5.9. – 21.11.2010
Falke Pisano & Ana Roldan Dynamo
Ana Roldan (b1977 Mexico City, lives and works in Zurich) and Falke Pisano (b1978, lives and works in Berlin) are showing a work jointly developed by the two artists, a three-part textile work originally conceived as a floor covering and with a drawing of each artist imprinted on it. This floor covering was seen as a playground for several objects which originated in earlier exhibitions and installations of the artists. While the textile works present a common base, objects of Pisano and Roldan that carry their history and meaning with them are placed in relationship to each other, thus forming a new context for interpretation. On a textual level, for a script, three scenes are described on the play list with sixteen positions of the objects, which were changed in past exhibitions over the whole exhibition period. In Glarus a new version is to be seen, where this choreography is now only described, without being put into practice. In this way, the movements of the objects in space take place only in the imagination of the viewer. The relationship between instruction and realisation thus becomes an open process, in which the viewer also plays a role. Roldan studied linguistics and history before she turned to the visual arts. Her works, often based on sign systems marked by cultural codes, which have to be decoded, constantly challenge the viewers into interaction. The work is completed only in relation to them and their cognitive participation. The works of the Dutch artist Pisano come from her interest in thinking about the possibilities of language when analysing art works.
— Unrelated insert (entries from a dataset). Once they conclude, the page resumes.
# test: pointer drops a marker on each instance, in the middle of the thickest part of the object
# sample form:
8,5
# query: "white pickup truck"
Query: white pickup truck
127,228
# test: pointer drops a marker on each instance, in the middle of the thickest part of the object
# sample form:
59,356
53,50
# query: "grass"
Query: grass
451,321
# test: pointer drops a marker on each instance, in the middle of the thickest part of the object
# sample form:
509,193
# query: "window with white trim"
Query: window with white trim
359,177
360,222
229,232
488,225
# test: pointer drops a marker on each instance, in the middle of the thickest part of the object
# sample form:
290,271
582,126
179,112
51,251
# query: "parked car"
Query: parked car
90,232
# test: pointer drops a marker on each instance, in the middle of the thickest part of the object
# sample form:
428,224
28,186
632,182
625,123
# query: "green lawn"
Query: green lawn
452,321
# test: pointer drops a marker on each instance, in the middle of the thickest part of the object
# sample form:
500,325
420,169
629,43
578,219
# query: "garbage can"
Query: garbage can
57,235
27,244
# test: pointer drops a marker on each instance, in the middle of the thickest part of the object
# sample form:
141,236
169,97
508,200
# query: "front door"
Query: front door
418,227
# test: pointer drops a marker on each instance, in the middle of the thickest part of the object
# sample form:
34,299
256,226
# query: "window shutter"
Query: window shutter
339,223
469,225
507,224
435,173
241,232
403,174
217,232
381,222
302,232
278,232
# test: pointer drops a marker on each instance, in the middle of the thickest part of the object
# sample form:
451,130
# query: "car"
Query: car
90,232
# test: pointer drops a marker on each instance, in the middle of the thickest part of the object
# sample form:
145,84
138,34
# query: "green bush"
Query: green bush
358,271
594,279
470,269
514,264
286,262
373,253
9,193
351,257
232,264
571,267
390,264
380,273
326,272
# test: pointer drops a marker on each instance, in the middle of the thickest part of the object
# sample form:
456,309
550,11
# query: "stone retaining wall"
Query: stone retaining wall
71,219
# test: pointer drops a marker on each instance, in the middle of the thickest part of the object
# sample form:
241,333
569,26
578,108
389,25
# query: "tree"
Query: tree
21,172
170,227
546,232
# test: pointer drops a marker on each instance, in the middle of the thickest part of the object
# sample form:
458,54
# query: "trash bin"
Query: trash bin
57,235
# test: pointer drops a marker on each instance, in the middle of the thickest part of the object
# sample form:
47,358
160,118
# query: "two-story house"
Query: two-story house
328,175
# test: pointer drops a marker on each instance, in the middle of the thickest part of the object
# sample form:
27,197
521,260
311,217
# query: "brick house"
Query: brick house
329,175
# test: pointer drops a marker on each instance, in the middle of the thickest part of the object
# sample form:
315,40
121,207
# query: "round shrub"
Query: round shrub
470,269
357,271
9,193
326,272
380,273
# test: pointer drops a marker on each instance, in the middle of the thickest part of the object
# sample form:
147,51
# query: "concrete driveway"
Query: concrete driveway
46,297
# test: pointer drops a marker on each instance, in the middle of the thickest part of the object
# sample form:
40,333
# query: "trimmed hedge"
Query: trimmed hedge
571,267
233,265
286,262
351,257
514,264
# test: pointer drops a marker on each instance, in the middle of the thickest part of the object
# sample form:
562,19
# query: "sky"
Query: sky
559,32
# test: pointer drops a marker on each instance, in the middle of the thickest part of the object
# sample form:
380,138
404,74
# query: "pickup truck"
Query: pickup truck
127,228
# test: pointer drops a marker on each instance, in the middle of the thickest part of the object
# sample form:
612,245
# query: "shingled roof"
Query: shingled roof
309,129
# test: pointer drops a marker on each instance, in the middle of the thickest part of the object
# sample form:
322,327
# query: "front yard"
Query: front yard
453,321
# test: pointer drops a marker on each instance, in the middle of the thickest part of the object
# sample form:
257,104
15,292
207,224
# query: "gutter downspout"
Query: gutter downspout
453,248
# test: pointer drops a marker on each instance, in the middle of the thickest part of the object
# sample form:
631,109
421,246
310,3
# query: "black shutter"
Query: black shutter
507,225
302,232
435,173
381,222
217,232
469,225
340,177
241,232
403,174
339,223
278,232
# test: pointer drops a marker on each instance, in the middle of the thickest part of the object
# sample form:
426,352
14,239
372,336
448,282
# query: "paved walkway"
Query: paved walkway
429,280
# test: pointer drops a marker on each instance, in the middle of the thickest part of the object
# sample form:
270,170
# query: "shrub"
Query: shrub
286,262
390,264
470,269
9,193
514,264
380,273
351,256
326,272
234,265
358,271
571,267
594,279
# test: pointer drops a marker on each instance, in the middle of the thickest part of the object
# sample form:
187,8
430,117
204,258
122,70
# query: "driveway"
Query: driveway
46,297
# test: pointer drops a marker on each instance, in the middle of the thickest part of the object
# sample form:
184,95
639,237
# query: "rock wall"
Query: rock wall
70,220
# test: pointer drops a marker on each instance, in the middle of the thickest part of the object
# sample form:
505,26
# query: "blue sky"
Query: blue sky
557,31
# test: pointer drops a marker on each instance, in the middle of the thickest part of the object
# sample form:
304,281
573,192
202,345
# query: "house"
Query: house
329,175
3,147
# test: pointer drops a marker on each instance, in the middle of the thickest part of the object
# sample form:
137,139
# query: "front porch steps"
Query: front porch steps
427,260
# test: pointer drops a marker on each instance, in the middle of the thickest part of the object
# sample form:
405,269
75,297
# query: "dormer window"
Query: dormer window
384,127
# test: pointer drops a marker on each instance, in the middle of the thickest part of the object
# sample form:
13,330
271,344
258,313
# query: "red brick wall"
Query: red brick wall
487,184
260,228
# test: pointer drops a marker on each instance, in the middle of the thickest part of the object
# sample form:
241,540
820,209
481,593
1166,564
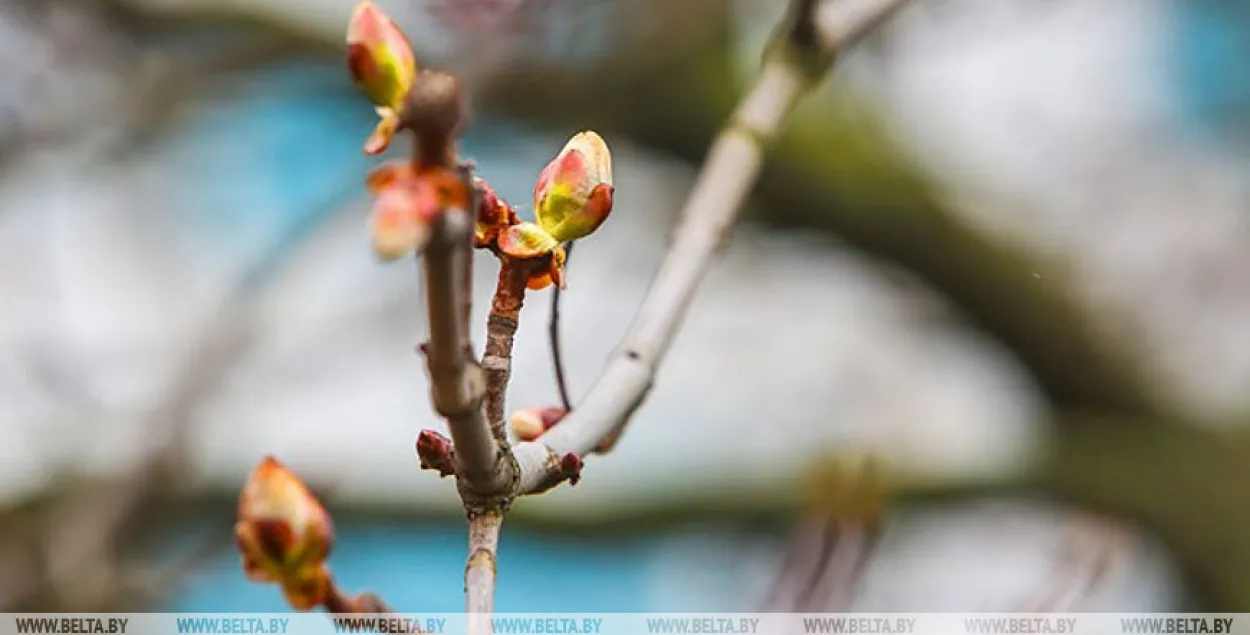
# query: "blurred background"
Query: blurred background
1004,251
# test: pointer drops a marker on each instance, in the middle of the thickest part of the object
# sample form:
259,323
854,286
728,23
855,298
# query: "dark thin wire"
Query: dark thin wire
554,333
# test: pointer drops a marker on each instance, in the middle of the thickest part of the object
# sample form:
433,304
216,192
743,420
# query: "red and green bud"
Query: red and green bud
284,535
379,56
529,241
574,193
494,215
400,220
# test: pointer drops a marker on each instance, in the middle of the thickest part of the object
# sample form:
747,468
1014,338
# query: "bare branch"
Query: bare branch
483,560
806,46
554,335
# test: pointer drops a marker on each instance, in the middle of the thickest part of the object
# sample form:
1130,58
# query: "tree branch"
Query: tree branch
554,336
483,560
484,468
804,51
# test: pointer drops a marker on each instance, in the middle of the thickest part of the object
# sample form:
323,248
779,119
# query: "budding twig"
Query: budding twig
805,49
458,385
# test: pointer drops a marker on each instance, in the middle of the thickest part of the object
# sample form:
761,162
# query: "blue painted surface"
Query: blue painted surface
1210,64
419,568
259,170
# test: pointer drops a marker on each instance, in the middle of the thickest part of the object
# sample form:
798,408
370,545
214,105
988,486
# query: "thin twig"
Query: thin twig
806,48
485,471
554,335
480,569
496,360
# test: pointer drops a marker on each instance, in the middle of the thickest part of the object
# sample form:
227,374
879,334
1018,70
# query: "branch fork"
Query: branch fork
434,206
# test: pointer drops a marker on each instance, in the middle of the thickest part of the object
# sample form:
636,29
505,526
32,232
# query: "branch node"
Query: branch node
435,453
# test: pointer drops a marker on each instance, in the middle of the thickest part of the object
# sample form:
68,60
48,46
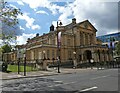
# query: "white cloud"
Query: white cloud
42,12
30,21
39,3
35,27
13,6
22,28
23,38
1,42
20,2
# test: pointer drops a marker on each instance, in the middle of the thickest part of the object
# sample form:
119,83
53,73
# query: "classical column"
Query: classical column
88,39
83,38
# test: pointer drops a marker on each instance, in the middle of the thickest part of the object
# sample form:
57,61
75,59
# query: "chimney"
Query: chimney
74,20
37,34
52,28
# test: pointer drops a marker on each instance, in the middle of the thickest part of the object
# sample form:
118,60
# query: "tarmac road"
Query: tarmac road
89,80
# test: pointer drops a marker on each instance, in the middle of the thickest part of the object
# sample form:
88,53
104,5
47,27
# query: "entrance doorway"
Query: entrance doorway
88,55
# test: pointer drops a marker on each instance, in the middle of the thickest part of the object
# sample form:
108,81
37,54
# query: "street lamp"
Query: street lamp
58,44
44,55
74,61
24,55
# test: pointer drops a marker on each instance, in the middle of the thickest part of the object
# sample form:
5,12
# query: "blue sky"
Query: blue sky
38,15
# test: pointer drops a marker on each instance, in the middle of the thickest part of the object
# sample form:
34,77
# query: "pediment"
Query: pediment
87,25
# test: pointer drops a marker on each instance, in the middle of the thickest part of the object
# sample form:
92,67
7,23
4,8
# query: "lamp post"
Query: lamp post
44,55
18,57
44,61
24,61
58,44
75,63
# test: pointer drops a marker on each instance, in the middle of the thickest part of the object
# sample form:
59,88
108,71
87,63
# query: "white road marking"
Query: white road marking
100,77
58,81
87,89
61,84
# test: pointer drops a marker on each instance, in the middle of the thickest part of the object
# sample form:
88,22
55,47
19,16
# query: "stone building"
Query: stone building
78,42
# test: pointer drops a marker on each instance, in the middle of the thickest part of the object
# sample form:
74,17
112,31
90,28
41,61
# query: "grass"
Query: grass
14,68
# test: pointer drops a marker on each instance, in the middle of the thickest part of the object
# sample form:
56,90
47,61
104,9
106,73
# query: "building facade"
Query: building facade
78,41
111,41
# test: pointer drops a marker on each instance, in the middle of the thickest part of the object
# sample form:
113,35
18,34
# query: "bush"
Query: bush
4,67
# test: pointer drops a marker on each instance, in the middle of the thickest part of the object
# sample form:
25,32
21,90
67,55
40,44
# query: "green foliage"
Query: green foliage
6,48
8,14
14,68
118,48
8,18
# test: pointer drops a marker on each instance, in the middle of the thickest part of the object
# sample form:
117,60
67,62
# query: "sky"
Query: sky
38,15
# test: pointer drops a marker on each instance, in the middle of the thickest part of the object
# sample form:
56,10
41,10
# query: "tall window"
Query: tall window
40,55
48,54
53,54
32,55
69,54
68,42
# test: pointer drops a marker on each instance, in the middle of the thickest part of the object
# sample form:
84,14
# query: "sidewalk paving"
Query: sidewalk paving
49,72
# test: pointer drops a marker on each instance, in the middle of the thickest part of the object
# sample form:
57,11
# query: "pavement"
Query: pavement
49,72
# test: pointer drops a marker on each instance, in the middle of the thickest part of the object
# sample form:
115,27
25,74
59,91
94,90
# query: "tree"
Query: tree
6,48
9,21
118,48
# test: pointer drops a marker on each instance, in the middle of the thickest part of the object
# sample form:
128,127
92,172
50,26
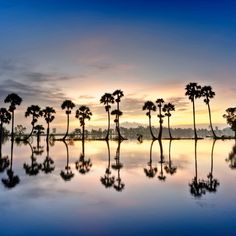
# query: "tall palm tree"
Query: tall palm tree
230,117
68,105
118,94
208,94
14,100
34,111
168,108
83,113
193,91
47,113
107,99
159,102
150,106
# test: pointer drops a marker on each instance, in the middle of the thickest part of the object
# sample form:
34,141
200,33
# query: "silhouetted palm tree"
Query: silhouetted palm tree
34,168
12,179
193,91
14,101
170,169
197,186
150,106
107,99
208,94
118,94
68,105
167,109
47,113
230,117
159,102
67,175
34,111
83,113
107,180
212,183
150,171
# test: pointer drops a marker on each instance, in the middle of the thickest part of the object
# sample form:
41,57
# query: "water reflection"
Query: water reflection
67,175
108,180
83,165
12,180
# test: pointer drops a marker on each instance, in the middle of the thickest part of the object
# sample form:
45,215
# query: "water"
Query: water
46,204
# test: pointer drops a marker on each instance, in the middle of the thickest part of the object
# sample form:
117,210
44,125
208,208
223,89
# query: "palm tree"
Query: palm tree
150,171
107,99
67,175
118,94
14,100
207,93
47,113
167,109
159,102
193,91
82,114
107,180
34,111
68,105
230,117
150,106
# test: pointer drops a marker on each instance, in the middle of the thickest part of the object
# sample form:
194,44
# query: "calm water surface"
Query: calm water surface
188,189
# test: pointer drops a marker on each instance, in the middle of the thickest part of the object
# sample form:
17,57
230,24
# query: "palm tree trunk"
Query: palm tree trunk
169,127
212,130
194,121
67,129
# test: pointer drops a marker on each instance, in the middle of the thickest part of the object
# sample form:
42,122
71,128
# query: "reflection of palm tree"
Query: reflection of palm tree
150,106
5,118
67,175
107,180
118,94
68,105
167,109
14,100
12,179
34,111
161,176
193,91
150,171
169,168
107,99
197,187
207,93
47,113
159,102
118,185
48,166
83,165
211,183
82,114
34,167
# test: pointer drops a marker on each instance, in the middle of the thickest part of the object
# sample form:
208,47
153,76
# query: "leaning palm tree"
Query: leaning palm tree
159,102
14,100
83,113
193,91
68,105
150,106
207,93
107,99
118,94
34,111
167,109
47,113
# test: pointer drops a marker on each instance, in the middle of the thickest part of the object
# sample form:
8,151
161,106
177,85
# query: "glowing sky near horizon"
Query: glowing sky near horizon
56,50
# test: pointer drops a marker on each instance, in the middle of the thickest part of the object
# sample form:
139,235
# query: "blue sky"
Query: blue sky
52,50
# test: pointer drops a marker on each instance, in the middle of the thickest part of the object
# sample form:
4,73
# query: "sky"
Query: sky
52,50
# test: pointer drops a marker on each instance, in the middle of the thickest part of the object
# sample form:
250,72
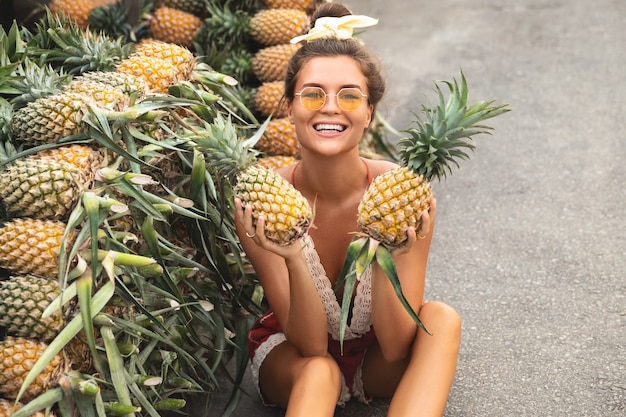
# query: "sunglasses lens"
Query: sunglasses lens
349,99
312,98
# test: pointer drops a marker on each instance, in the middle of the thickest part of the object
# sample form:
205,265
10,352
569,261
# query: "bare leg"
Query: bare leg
305,386
422,383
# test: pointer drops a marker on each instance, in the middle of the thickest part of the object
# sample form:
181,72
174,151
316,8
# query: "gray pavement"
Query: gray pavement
530,242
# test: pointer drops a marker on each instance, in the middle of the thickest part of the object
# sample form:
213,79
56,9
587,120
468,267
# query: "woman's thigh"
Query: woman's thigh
380,377
282,367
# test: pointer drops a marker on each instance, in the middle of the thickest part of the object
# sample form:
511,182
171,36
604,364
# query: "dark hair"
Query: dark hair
329,47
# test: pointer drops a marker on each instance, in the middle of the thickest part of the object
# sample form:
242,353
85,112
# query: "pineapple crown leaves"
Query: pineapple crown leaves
225,150
64,44
444,136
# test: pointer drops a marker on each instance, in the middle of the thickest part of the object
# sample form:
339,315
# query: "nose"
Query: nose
331,104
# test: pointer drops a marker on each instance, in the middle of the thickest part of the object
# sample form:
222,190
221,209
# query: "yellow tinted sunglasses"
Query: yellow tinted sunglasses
314,98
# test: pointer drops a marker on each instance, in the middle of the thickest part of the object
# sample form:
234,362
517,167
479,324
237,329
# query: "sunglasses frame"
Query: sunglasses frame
363,96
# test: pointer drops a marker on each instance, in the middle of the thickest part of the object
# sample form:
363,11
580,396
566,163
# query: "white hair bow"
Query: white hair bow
336,27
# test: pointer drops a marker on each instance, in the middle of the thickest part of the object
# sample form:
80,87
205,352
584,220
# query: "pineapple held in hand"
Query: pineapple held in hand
396,199
287,213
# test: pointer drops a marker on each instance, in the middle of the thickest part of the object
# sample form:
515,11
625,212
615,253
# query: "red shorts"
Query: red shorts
349,363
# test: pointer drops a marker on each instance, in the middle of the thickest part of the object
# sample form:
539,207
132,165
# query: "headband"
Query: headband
336,27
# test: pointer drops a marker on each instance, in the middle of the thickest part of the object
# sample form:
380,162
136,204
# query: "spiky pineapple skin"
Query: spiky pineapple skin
278,26
393,202
287,213
181,57
268,99
17,357
31,246
276,161
279,138
41,188
87,159
157,73
48,119
270,63
23,299
174,25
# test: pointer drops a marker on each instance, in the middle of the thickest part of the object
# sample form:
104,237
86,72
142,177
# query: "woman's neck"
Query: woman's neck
330,178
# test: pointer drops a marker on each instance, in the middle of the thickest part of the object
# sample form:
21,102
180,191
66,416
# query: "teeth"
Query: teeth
328,126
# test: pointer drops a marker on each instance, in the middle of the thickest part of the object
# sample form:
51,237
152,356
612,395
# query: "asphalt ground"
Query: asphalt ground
530,243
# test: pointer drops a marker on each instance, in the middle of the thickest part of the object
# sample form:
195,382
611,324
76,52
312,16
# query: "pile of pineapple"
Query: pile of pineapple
123,288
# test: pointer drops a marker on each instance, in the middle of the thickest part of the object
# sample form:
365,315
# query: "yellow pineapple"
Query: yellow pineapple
287,212
41,188
396,199
270,63
86,158
181,57
31,246
17,357
23,299
76,10
276,161
279,138
269,99
278,26
175,26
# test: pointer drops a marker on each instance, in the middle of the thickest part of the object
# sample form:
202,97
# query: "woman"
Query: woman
333,85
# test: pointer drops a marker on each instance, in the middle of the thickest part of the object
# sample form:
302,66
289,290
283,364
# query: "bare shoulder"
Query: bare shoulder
378,166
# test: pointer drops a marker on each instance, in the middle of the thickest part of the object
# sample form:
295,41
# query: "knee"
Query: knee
322,370
441,318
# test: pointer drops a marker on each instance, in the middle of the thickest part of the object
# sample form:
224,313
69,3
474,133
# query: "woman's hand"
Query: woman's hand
424,232
257,232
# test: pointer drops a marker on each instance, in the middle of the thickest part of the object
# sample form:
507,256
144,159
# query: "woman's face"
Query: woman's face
330,130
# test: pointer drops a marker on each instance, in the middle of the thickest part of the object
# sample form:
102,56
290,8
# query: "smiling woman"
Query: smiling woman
302,357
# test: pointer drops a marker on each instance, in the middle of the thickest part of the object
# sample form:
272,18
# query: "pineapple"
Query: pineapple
194,7
396,199
174,26
305,5
107,85
276,161
278,26
269,99
7,408
279,138
159,64
86,158
182,58
23,299
287,213
76,10
41,188
17,356
270,63
49,119
31,246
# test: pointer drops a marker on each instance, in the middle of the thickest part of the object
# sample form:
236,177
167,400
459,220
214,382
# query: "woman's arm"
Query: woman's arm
287,283
395,329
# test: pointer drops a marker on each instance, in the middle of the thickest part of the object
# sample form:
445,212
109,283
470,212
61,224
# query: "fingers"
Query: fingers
244,216
427,219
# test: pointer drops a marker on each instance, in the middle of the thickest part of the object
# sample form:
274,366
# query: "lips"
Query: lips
329,127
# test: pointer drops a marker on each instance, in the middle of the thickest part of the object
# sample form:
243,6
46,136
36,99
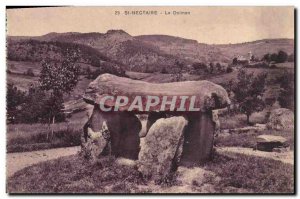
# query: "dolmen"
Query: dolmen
179,128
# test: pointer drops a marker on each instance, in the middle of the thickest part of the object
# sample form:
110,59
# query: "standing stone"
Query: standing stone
161,148
198,139
111,133
281,119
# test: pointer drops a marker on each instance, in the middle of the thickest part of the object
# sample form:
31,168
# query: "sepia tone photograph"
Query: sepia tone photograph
150,100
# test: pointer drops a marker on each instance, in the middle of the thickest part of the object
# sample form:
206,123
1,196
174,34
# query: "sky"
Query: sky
212,25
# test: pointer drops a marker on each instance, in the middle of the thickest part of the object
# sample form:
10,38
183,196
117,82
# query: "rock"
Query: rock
269,142
161,149
111,133
208,95
281,119
198,139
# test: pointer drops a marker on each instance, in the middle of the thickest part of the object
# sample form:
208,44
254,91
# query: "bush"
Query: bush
29,72
229,69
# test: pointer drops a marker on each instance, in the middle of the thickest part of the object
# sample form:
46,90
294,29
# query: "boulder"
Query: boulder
281,119
269,142
111,133
198,139
161,149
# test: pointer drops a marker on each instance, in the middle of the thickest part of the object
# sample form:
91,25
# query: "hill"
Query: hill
200,52
152,53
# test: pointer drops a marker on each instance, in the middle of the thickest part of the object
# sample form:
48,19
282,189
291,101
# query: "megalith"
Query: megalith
124,125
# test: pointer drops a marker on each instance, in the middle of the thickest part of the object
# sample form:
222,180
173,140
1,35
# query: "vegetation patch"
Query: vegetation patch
238,174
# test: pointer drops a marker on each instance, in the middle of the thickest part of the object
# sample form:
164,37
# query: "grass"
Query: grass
251,174
249,139
231,121
26,137
241,174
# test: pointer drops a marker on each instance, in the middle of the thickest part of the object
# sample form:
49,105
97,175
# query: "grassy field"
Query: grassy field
27,137
241,174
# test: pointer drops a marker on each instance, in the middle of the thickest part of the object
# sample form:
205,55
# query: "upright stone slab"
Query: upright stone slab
118,129
161,148
198,139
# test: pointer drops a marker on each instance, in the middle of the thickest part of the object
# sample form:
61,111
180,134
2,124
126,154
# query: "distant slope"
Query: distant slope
152,53
194,51
186,49
35,51
258,48
119,47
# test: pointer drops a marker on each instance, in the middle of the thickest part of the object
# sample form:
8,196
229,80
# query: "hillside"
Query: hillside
36,51
152,53
118,46
200,52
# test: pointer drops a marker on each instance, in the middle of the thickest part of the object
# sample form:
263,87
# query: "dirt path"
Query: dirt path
285,157
18,161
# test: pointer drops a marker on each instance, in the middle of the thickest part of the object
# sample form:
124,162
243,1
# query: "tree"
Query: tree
218,66
234,61
274,57
58,78
248,92
291,58
177,74
29,72
14,99
286,94
282,56
211,67
267,57
164,71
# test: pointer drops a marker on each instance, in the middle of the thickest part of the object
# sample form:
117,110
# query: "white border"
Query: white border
4,3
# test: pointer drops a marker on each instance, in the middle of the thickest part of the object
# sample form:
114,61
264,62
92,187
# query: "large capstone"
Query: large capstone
281,119
162,147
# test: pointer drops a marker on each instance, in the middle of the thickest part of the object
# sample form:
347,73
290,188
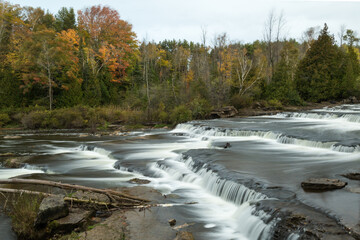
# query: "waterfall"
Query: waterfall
278,137
250,222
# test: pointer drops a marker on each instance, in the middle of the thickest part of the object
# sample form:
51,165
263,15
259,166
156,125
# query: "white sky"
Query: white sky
242,20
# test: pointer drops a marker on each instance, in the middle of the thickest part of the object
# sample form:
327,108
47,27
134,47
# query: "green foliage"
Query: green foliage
65,19
98,64
180,114
23,212
275,104
200,108
320,73
4,119
241,101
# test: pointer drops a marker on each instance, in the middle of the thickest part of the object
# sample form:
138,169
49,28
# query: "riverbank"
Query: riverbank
112,118
293,221
86,220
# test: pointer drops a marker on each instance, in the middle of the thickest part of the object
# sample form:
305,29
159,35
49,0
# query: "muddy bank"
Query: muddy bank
87,221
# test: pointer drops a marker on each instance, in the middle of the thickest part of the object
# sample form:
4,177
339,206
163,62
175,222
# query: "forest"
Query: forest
88,69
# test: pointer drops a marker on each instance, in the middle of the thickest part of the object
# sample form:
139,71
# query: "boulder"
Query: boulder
12,137
172,222
322,184
77,218
182,235
99,197
51,208
139,181
9,154
16,162
224,112
352,176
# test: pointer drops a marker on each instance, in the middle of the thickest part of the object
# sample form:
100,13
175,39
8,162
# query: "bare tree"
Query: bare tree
244,64
274,26
341,33
309,36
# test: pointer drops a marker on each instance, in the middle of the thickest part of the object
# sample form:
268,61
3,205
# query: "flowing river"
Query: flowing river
267,157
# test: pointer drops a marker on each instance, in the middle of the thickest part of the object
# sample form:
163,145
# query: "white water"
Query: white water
231,212
196,130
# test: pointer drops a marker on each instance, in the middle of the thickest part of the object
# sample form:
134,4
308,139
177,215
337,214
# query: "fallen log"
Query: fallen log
108,192
74,200
134,205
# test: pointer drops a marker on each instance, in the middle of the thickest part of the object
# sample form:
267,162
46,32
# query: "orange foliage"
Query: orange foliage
110,38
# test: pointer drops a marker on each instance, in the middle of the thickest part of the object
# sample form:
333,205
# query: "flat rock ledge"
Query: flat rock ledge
352,176
51,208
322,184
Her main focus is on the conditions and mechanisms of modernist sculpture as well as the theme of abstraction in itself. In videos and lecture-performances she tries to work out the substance of sculptural objects with the resources of language and text constructions. In this way Pisano moves into the space between artist and viewer, or production and reception. In her works the process of perception is thus made available to experience and her personal commentary alters the way things are seen.